I am a PhD ethicist currently working in a large, Mid-Atlantic academic health care center. The author and the ignorant seem to think that ethicists make decisions for others (patients, families, doctors, nurses, etc.) - they patently do not. A majority of the above criticisms of so-called "ethicists" should really be directed at those who are sanctamonious "moralists," i.e., right-wing talkshow hosts, politicians (Frist, comes to mind), religious fundamentalists, people dubiously claiming to be ethicists, etc. I am a practicing ethicist and teacher, and my employment is guaranteed for life!
Certain ethicists do make decisions for others, because they advise the government on what to ban.
Thats nice Fred, but have you ever considered what effect your decisions have on policy makers?
This isn't really about bioethics, its about political policy. Just because someone who carries the title of "ethicist" believes it is wrong to provide certain tests to certain people doesn't necessarily make it right to BAN the sale of those tests. Politicians on both sides will take anything anyone who has just a hint of authority and use it do justify passing laws that suit their own political agenda, which more often than not has a lot to do with their associations with different lobbies.
And by the way, I wouldn't go around getting your panties in a bunch about right wing moralist TV talk show hosts. What the hell do you think Ethics is all about. Ethics is based off of a set of MORAL values and while it takes on the look and feel of real science, it is in reality no different than what those "moralists" do, which is considering a situation through the prism of their own moral world view and then telling everyone else about it. The only difference between you and those right wing "moralists" is that the government actually listens to you and everybody who has to live with the new government rules has to live under your own sense of morality.
Ask yourself this one question Fred, the work you do all day at the health center, what happens to it when its done? Does it all just go into a nice little academic folder to be filed away into a bottomless void? How is your work used? Don't you think people are looking through your work just to find something to support their cause?
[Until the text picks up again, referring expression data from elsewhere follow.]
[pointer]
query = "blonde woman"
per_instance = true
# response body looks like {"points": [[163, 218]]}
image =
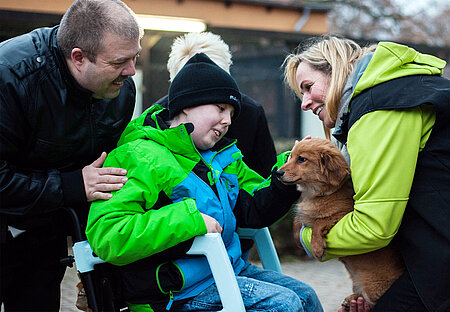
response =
{"points": [[388, 107]]}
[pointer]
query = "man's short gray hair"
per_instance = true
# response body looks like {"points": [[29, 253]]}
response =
{"points": [[86, 21]]}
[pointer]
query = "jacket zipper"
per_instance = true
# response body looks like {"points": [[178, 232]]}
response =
{"points": [[91, 124]]}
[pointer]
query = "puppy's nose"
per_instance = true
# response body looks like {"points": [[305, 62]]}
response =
{"points": [[280, 173]]}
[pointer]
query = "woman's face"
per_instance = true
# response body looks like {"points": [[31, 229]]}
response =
{"points": [[211, 122], [314, 85]]}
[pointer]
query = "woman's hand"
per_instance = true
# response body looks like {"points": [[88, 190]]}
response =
{"points": [[359, 305], [212, 226]]}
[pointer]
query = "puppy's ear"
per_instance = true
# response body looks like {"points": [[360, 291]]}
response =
{"points": [[334, 167]]}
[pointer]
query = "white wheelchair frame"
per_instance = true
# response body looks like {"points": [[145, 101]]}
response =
{"points": [[212, 247]]}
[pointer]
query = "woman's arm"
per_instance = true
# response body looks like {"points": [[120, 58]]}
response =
{"points": [[383, 147]]}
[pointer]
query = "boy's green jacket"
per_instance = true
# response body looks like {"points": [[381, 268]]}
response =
{"points": [[146, 226]]}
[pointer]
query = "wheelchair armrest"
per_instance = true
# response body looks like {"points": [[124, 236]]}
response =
{"points": [[84, 257], [264, 245], [211, 246]]}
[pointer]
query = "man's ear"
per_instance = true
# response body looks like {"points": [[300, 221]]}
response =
{"points": [[78, 58]]}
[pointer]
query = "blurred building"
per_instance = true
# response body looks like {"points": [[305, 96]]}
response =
{"points": [[260, 35]]}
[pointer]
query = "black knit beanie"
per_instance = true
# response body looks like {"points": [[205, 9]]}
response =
{"points": [[201, 81]]}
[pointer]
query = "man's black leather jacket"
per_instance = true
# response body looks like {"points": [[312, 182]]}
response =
{"points": [[50, 128]]}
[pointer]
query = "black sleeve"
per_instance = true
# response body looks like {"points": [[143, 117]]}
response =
{"points": [[22, 190]]}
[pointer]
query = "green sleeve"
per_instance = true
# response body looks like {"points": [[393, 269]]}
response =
{"points": [[383, 148], [125, 228]]}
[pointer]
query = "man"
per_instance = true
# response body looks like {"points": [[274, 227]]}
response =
{"points": [[66, 97]]}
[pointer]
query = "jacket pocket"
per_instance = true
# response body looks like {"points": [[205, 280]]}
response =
{"points": [[147, 281]]}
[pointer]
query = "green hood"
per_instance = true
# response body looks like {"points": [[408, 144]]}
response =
{"points": [[391, 60], [175, 139]]}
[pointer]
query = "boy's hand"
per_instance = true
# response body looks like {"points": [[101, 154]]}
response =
{"points": [[212, 226]]}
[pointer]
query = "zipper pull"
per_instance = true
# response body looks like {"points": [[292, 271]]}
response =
{"points": [[169, 305], [210, 178]]}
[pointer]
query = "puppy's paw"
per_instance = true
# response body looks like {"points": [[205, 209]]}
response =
{"points": [[346, 303], [318, 249]]}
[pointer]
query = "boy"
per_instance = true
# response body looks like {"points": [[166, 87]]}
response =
{"points": [[185, 179]]}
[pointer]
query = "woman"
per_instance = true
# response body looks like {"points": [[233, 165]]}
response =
{"points": [[389, 108], [186, 179]]}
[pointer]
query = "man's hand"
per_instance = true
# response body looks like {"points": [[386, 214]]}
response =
{"points": [[212, 226], [359, 305], [99, 182]]}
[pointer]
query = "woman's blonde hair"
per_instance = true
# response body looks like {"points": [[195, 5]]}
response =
{"points": [[186, 46], [331, 55]]}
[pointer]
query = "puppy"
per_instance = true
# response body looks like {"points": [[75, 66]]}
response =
{"points": [[321, 173]]}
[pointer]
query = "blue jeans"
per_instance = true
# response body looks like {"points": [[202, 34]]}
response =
{"points": [[262, 290]]}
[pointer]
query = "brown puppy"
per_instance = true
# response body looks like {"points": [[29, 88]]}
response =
{"points": [[321, 173]]}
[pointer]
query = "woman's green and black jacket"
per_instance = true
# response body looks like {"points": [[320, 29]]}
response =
{"points": [[147, 226]]}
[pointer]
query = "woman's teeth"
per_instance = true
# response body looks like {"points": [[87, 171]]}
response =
{"points": [[319, 110]]}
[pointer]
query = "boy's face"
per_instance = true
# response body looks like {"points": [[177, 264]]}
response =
{"points": [[211, 122]]}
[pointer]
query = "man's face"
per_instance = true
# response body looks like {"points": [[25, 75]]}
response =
{"points": [[113, 65]]}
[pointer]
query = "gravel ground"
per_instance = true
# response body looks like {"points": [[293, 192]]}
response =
{"points": [[329, 279]]}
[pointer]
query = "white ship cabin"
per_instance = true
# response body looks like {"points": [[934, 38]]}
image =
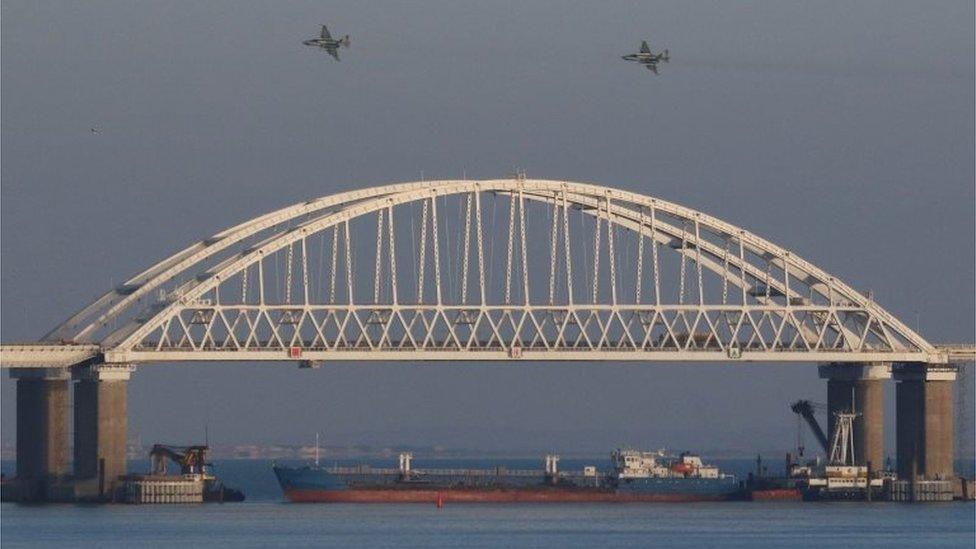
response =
{"points": [[637, 464], [692, 466]]}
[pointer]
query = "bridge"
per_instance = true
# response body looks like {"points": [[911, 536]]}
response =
{"points": [[493, 270]]}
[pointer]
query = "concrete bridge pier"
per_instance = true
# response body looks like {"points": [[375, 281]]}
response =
{"points": [[101, 423], [859, 387], [42, 431], [924, 420]]}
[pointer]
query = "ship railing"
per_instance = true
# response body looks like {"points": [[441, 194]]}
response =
{"points": [[497, 471]]}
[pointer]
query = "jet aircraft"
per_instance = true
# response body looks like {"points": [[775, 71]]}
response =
{"points": [[647, 58], [327, 43]]}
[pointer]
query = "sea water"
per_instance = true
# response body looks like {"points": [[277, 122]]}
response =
{"points": [[267, 520]]}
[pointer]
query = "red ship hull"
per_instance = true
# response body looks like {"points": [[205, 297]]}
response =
{"points": [[777, 494], [461, 495]]}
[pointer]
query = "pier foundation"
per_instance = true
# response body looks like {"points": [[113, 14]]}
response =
{"points": [[42, 430], [859, 387], [100, 429], [924, 420]]}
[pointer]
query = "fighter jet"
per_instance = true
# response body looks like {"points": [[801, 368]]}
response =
{"points": [[327, 43], [647, 58]]}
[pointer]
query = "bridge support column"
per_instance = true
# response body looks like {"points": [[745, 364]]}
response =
{"points": [[100, 429], [924, 420], [42, 431], [859, 387]]}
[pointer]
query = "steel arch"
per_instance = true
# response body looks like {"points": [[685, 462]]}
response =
{"points": [[826, 298]]}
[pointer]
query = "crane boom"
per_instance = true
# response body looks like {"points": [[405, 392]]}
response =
{"points": [[804, 408]]}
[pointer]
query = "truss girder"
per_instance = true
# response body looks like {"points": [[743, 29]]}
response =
{"points": [[779, 304]]}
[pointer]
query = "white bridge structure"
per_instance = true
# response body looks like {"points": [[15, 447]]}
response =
{"points": [[493, 270], [510, 269]]}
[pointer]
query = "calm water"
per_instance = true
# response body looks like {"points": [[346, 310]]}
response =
{"points": [[267, 521]]}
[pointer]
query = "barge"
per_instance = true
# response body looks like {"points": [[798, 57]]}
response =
{"points": [[634, 476]]}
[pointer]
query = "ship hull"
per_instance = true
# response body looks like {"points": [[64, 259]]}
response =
{"points": [[453, 495], [316, 486]]}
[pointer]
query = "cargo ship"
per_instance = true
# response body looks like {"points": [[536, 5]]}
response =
{"points": [[633, 476]]}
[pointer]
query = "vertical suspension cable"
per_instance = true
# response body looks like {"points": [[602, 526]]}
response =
{"points": [[467, 251], [742, 268], [393, 289], [437, 253], [481, 248], [305, 270], [423, 253], [567, 250], [378, 267], [553, 246], [725, 274], [701, 287], [511, 244], [335, 263], [261, 279], [681, 285], [525, 263], [611, 251], [348, 260], [290, 257], [639, 283], [596, 254], [244, 284]]}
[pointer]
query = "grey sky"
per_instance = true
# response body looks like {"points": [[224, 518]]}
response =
{"points": [[841, 130]]}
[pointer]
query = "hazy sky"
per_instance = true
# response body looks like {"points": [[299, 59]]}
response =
{"points": [[843, 131]]}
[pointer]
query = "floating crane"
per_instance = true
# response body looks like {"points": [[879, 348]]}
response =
{"points": [[193, 463], [191, 459], [805, 409]]}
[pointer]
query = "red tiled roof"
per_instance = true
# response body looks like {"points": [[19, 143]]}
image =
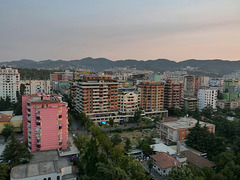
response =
{"points": [[4, 118], [197, 160], [164, 160]]}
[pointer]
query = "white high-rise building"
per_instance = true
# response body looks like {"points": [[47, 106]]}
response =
{"points": [[35, 86], [9, 83], [207, 97]]}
re: BRCA1 and 2 --the best reason to get tested would be the concern of ovarian cancer. While it is possible to detect breast cancer at an early enough stage that you can treat it (especially if you get regular breast MRIs rather than mammograms; this is what women who test positive for BRCA1 and 2 are usually able to do), ovarian cancer is usually not detected until it is too late; there aren't very good screens for early detection. A woman who has BRCA1 or 2 may want to have her ovaries removed after she is done having children; the surgery is not as disfiguring as a double mastectomy and she can virtually eliminate her chance of ovarian cancer. The typical route for testing is to see a genetic counselor who specializes in cancer genetics and can take your family history,then explain the test and all of your options, which can help you decide whether you want to take the test or not. It's not the right decision for everyone.
ooph. the sheer vehemence with which nearly everybody in this "comments" section agrees with Mr. Bailey is mindboggling. perhaps ironically, such vehemence, in my admittedly limited experience, is almost universally symptomatic of un-reason-able-ness. alas!